In a retrospective study like this one, the doctors may have given the hydroxychloroquine treatment only to the sickest patients, in which case we’d expect that group to have worse outcomes. There are ways to try to account for this lack of randomization in the statistical tests that researchers use to calculate the risks across different groups, but these adjustments require the researchers to work out what other factors might complicate the analysis—a difficult challenge with a random population like this one.
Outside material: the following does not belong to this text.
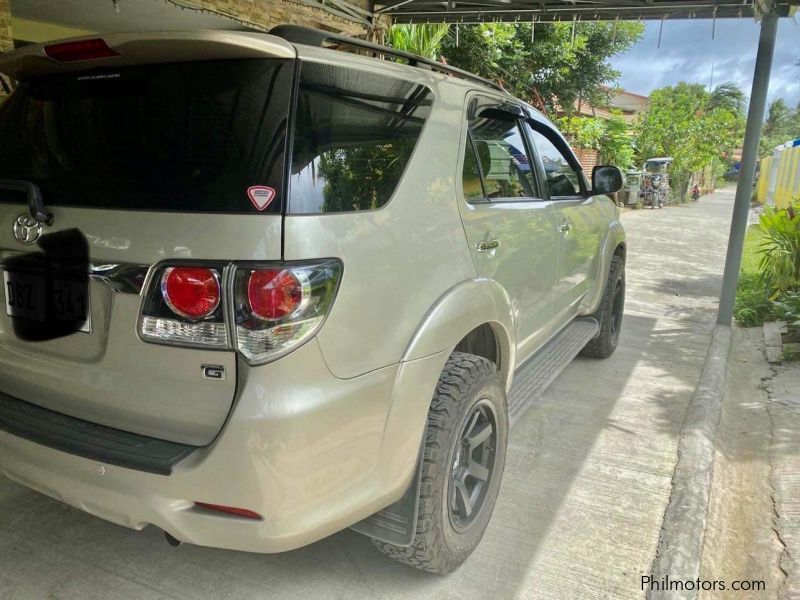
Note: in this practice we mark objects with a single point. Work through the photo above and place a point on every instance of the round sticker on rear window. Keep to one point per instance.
(261, 196)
The patients also weren’t representative of the wider population. They were all men and all older than 59 years, which means that the results wouldn’t necessarily be the same in younger groups or among women.
The results don’t mean that hydroxychloroquine is definitely useless or that clinical trials should be halted. Recent NIH guidance for clinicians treating COVID-19 patients says that there currently isn’t enough evidence to recommend for or against treating with hydroxychloroquine, and that remains true.
But they do offer more evidence suggesting that we don’t yet know enough to forge ahead with using the drugs as treatment. The authors of the study acknowledge the shortcomings of their own work but argue that the results nonetheless “highlight the importance of awaiting the results of ongoing prospective, randomized, controlled studies before widespread adoption of these drugs.”